The cryptocurrency market’s inherent volatility allows proponents and enthusiasts to derive their own prediction models on crypto-assets in order to have a better understanding of Bitcoin or the price movement of any other crypto-asset.
The Stock-to-Flow ratio model for Bitcoin has been a popular prediction model over the past year, one that records Bitcoin’s future valuation on the basis of scarcity value. However, according to the S2F model, Bitcoin is projected to cross $50,000 post-2020. This projection has, in turn, led to a mixed reception from the community.
Pierre Rochard, Bitcoin evangelist at Kraken, recently discussed the S2F model for Bitcoin and asserted that such predictions are popular with ‘price cults.’
On the latest edition of Stephan Livera’s podcast, Rochard claimed that many Bitcoin influencers are staking their reputation with such lofty predictions based on pseudo-math, adding that he believes that such models will fall apart very soon.

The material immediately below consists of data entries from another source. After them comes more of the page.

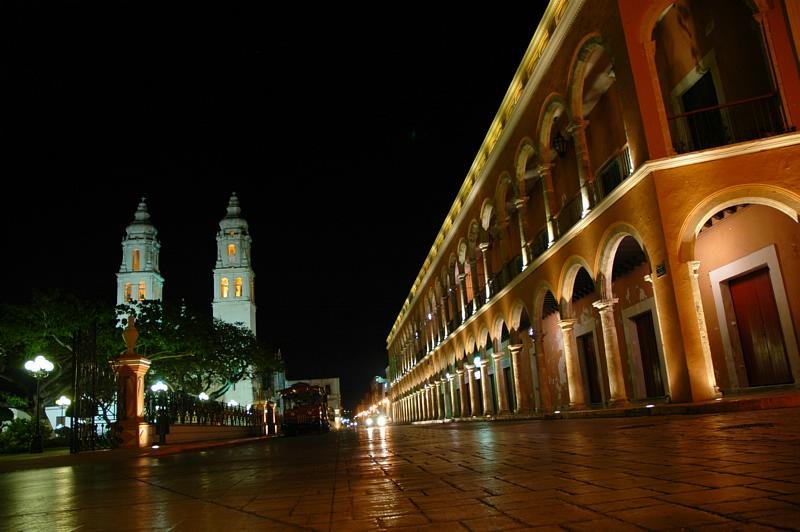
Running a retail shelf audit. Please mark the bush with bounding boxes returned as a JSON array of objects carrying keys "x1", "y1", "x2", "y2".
[{"x1": 0, "y1": 419, "x2": 53, "y2": 454}]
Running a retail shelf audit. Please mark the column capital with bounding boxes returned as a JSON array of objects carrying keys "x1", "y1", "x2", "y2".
[
  {"x1": 686, "y1": 260, "x2": 700, "y2": 279},
  {"x1": 592, "y1": 297, "x2": 619, "y2": 313},
  {"x1": 536, "y1": 163, "x2": 555, "y2": 177},
  {"x1": 567, "y1": 118, "x2": 589, "y2": 135},
  {"x1": 558, "y1": 318, "x2": 578, "y2": 332}
]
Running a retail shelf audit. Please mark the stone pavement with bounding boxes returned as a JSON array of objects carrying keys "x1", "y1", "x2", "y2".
[{"x1": 0, "y1": 402, "x2": 800, "y2": 531}]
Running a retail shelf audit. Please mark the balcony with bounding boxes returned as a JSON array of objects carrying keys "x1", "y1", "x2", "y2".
[{"x1": 668, "y1": 93, "x2": 790, "y2": 153}]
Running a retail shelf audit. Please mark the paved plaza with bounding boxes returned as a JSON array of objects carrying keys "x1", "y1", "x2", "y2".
[{"x1": 0, "y1": 408, "x2": 800, "y2": 531}]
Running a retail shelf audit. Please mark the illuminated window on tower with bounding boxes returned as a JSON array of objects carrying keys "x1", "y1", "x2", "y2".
[{"x1": 219, "y1": 277, "x2": 228, "y2": 297}]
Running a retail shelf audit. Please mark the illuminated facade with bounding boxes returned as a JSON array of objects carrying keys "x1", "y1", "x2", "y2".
[
  {"x1": 387, "y1": 0, "x2": 800, "y2": 422},
  {"x1": 117, "y1": 198, "x2": 164, "y2": 305},
  {"x1": 211, "y1": 192, "x2": 256, "y2": 405}
]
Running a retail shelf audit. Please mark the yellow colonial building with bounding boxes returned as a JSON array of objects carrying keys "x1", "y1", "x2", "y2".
[{"x1": 387, "y1": 0, "x2": 800, "y2": 422}]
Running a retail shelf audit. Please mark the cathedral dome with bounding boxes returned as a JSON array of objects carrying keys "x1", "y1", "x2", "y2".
[
  {"x1": 125, "y1": 198, "x2": 158, "y2": 238},
  {"x1": 219, "y1": 192, "x2": 247, "y2": 234}
]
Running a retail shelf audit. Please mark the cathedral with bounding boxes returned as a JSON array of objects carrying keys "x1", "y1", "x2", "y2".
[{"x1": 117, "y1": 192, "x2": 256, "y2": 405}]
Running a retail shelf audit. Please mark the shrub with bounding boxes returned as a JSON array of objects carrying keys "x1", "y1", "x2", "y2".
[{"x1": 0, "y1": 419, "x2": 53, "y2": 453}]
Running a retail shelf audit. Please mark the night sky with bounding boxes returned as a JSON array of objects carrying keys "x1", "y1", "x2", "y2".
[{"x1": 0, "y1": 0, "x2": 546, "y2": 407}]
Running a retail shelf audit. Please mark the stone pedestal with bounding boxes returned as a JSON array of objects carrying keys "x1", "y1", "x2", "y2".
[
  {"x1": 114, "y1": 316, "x2": 152, "y2": 448},
  {"x1": 114, "y1": 356, "x2": 150, "y2": 447}
]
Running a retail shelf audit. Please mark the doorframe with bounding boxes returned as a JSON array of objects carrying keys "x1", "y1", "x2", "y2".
[
  {"x1": 708, "y1": 244, "x2": 800, "y2": 388},
  {"x1": 573, "y1": 316, "x2": 608, "y2": 404},
  {"x1": 622, "y1": 297, "x2": 670, "y2": 399}
]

Although Bitcoin’s Stock-to-Flow model has been criticized by many in the community in the past, Rochard believes that it has been accurate primarily because one can access and refer to over 10 years of price history, while highlighting a correlation with Bitcoin’s valuations. He added,
“When we’re talking about quantitatively what has been the relationship between Stock-to-Flow and Bitcoin’s price. That’s history, And so, there’s nothing wrong with using publicly available data to run a regression and to see this statistical relationship.”
Rochard also pointed out that there is a lot of reflexivity and circularity in such prediction models involving Bitcoin, something that makes it a self-balancing system. Hence, it is difficult to identify why Stock-to-Flow models have been so accurate because it is very difficult to isolate its fundamentals from other factors.